E-mail: ardigo@ifo.it

Summary

Background  Discoid lupus erythematosus (DLE) can simulate other inflammatory diseases both clinically and histologically. In vivo reflectance confocal microscopy (RCM) is a noninvasive, reproducible imaging technique already reported to be useful in the evaluation of several inflammatory skin conditions such as contact dermatitis, psoriasis and Darier disease.

Objectives  The aims of our study were to define RCM features of DLE and to evaluate its feasibility in biopsy site selection.

Methods  Discoid lesions were selected for RCM evaluation from 10 patients with an established diagnosis of DLE. Subsequently, a 4-mm punch biopsy of the same areas evaluated with RCM was rendered for histopathological examination.

Results  A series of RCM features of DLE was identified and shown to correlate well with histopathological evaluation.

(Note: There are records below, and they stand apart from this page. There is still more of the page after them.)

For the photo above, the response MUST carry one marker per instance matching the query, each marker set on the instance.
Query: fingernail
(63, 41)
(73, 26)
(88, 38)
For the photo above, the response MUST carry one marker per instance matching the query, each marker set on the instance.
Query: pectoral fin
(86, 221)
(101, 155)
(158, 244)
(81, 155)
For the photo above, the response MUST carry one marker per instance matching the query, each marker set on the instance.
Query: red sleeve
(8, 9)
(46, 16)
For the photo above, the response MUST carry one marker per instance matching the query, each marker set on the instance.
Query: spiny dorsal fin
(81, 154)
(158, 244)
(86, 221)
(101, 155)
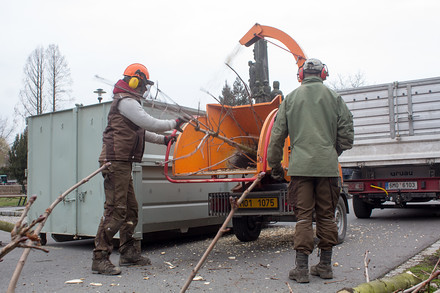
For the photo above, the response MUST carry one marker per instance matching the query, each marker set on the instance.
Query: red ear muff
(324, 72)
(300, 74)
(134, 82)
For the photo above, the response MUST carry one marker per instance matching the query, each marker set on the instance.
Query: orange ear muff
(324, 72)
(133, 83)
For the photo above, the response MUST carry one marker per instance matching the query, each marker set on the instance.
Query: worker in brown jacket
(320, 127)
(128, 127)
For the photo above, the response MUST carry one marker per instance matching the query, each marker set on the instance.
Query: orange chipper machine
(214, 147)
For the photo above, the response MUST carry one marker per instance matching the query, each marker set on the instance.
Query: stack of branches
(23, 236)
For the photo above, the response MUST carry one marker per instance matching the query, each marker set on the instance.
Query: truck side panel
(64, 148)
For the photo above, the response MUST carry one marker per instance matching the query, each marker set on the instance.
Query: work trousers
(319, 195)
(120, 207)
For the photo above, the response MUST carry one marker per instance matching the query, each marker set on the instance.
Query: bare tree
(58, 77)
(5, 128)
(31, 96)
(350, 81)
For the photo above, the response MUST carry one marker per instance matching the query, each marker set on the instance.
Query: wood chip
(74, 281)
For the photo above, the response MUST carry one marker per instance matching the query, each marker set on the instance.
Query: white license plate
(401, 185)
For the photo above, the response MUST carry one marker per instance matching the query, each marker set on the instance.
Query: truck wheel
(246, 228)
(341, 219)
(362, 210)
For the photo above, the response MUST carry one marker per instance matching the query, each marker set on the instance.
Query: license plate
(401, 185)
(259, 203)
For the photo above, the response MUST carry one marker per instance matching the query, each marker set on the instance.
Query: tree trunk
(386, 285)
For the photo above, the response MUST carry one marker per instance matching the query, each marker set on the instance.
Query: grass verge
(424, 269)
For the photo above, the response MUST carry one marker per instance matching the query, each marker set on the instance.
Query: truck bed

Interface changes, as well as epidermal, dermal and adnexal inflammatory cell infiltration, were identified with RCM in a high percentage of the lesions. A limitation of RCM examination besides imaging depth was the inability to distinguish lymphocytes from other white blood cells.

Conclusions  The utility of RCM as a diagnostic tool for DLE awaits further evaluation, although it appears to be promising for biopsy site selection.